Requests to list collections by PDH and name (I think these are coming from a-c-r) sometimes take a very long time (90s+): 
 <pre> 
 { 
   "method": "GET", 
   "path": "/arvados/v1/collections", 
   "format": "json", 
   "controller": "Arvados::V1::CollectionsController", 
   "action": "index", 
   "status": 200, 
   "duration": 104537.05, 
   "view": 0.33, 
   "db": 104532.55, 
   "request_id": "req-mgxr3wrwt09hytd2jjsc", 
   "client_ipaddr": "10.101.0.7", 
   "client_auth": "eglyx-gj3su-u157eevzet2a0gt", 
   "params": { 
     "alt": "json", 
     "limit": "1", 
     "filters": "[[\"portable_data_hash\", \"=\", \"d41d8cd98f00b204e9800998ecf8427e+0\"], [\"name\", \"like\", \"gatk-4.0.0.0-library-cram-to-gvcfs.cwl dependencies%\"]]" 
   }, 
   "@timestamp": "2018-08-06T17:46:29.775676929Z", 
   "@version": "1", 
   "message": "[200] GET /arvados/v1/collections (Arvados::V1::CollectionsController#index)" 
 } 
 </pre> 

 <pre> 
 root@arvados-api-backend-eglyx-01:/var/www/arvados-api/current/log# grep req-mgxr3wrwt09hytd2jjsc production.log 
 [req-mgxr3wrwt09hytd2jjsc]     Collection Load (49993.9ms)    SELECT    collections."uuid", collections."owner_uuid", collections."created_at", collections."modified_by_client_uuid", collections."modified_by_user_uuid", collections."modified_at", collections."name", collections."description", collections."properties", collections."portable_data_hash", collections."replication_desired", collections."replication_confirmed", collections."replication_confirmed_at", collections."storage_classes_desired", collections."storage_classes_confirmed", collections."storage_classes_confirmed_at", collections."delete_at", collections."trash_at", collections."is_trashed" FROM "collections" WHERE (NOT EXISTS(SELECT 1 FROM materialized_permission_view WHERE trashed = 1 AND (collections.owner_uuid = target_uuid)) AND collections.is_trashed = false) AND ((collections.portable_data_hash = 'd41d8cd98f00b204e9800998ecf8427e+0') AND (collections.name like 'gatk-4.0.0.0-library-cram-to-gvcfs.cwl dependencies%'))    ORDER BY collections.modified_at desc, collections.uuid LIMIT 1 OFFSET 0 
 [req-mgxr3wrwt09hytd2jjsc]      (54538.7ms)    SELECT COUNT("collections"."id") FROM "collections" WHERE (NOT EXISTS(SELECT 1 FROM materialized_permission_view WHERE trashed = 1 AND (collections.owner_uuid = target_uuid)) AND collections.is_trashed = false) AND ((collections.portable_data_hash = 'd41d8cd98f00b204e9800998ecf8427e+0') AND (collections.name like 'gatk-4.0.0.0-library-cram-to-gvcfs.cwl dependencies%')) 

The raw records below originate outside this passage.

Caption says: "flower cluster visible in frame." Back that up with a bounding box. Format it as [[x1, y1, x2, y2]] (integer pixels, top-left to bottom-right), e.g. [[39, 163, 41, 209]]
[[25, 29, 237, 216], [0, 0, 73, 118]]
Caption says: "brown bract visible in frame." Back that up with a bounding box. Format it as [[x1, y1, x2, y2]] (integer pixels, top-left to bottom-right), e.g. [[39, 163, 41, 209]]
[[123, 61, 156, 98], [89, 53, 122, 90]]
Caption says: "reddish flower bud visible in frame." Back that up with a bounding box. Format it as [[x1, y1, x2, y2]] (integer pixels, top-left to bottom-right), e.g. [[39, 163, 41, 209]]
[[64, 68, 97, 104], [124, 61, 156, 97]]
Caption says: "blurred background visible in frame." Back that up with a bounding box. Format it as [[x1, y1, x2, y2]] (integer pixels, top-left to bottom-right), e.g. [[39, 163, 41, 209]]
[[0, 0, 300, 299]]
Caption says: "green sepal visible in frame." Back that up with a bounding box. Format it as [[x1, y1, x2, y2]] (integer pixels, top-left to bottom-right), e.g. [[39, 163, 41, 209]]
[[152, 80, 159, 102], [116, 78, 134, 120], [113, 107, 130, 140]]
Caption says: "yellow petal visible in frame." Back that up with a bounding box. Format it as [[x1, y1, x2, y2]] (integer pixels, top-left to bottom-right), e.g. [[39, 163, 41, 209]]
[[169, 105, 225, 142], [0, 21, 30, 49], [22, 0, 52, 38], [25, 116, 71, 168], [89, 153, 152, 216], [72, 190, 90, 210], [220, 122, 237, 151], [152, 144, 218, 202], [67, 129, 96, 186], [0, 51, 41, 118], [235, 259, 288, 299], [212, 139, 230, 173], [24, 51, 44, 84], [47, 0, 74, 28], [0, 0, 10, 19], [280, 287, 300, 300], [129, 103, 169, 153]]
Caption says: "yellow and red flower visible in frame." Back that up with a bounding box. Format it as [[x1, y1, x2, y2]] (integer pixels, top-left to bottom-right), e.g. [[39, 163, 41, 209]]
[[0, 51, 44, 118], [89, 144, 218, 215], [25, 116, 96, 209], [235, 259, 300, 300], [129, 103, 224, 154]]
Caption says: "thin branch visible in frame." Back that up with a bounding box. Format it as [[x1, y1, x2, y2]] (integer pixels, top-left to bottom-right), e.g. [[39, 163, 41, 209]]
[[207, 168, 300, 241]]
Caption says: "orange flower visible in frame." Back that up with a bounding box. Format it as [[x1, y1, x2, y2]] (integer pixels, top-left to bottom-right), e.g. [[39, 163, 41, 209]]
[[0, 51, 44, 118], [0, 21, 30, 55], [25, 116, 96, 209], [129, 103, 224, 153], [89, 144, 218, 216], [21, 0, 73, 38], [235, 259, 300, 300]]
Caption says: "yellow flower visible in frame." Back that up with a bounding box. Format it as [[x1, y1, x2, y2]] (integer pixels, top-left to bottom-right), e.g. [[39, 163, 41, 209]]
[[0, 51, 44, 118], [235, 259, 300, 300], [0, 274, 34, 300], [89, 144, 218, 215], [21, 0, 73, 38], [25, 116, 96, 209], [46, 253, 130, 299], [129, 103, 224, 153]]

 {"method":"GET","path":"/arvados/v1/collections","format":"json","controller":"Arvados::V1::CollectionsController","action":"index","status":200,"duration":104537.05,"view":0.33,"db":104532.55,"request_id":"req-mgxr3wrwt09hytd2jjsc","client_ipaddr":"10.101.0.7","client_auth":"eglyx-gj3su-u157eevzet2a0gt","params":{"alt":"json","limit":"1","filters":"[[\"portable_data_hash\", \"=\", \"d41d8cd98f00b204e9800998ecf8427e+0\"], [\"name\", \"like\", \"gatk-4.0.0.0-library-cram-to-gvcfs.cwl dependencies%\"]]"},"@timestamp":"2018-08-06T17:46:29.775676929Z","@version":"1","message":"[200] GET /arvados/v1/collections (Arvados::V1::CollectionsController#index)"} 
 </pre> 

 Here is how the database explains it: 
 <pre> 
 arvados_api_production=# explain analyze SELECT    collections."uuid", collections."owner_uuid", collections."created_at", collections."modified_by_client_uuid", collections."modified_by_user_uuid", collections."modified_at", collections."name", collections."description", collections."properties", collections."portable_data_hash", collections."replication_desired", collections."replication_confirmed", collections."replication_confirmed_at", collections."storage_classes_desired", collections."storage_classes_confirmed", collections."storage_classes_confirmed_at", collections."delete_at", collections."trash_at", collections."is_trashed" COUNT("collections"."id") FROM "collections" WHERE (NOT EXISTS(SELECT 1 FROM materialized_permission_view WHERE trashed = 1 AND (collections.owner_uuid = target_uuid)) AND collections.is_trashed = false) AND ((collections.portable_data_hash = 'd41d8cd98f00b204e9800998ecf8427e+0') AND (collections.name like 'gatk-4.0.0.0-library-cram-to-gvcfs.cwl dependencies%'))    ORDER BY collections.modified_at desc, collections.uuid LIMIT 1 OFFSET 0; 
                                                                                    dependencies%')); 
                                                                                 QUERY PLAN 
 --------------------------------------------------------------------------------------------------------------------------------------------------------------------------------- --------------------------------------------------------------------------------------------------------------------------------------------------------------------------- 
  Limit Aggregate    (cost=110280.76..110280.76 (cost=110280.74..110280.75 rows=1 width=894) width=4) (actual time=33782.855..33782.855 rows=0 time=38089.806..38089.806 rows=1 loops=1) 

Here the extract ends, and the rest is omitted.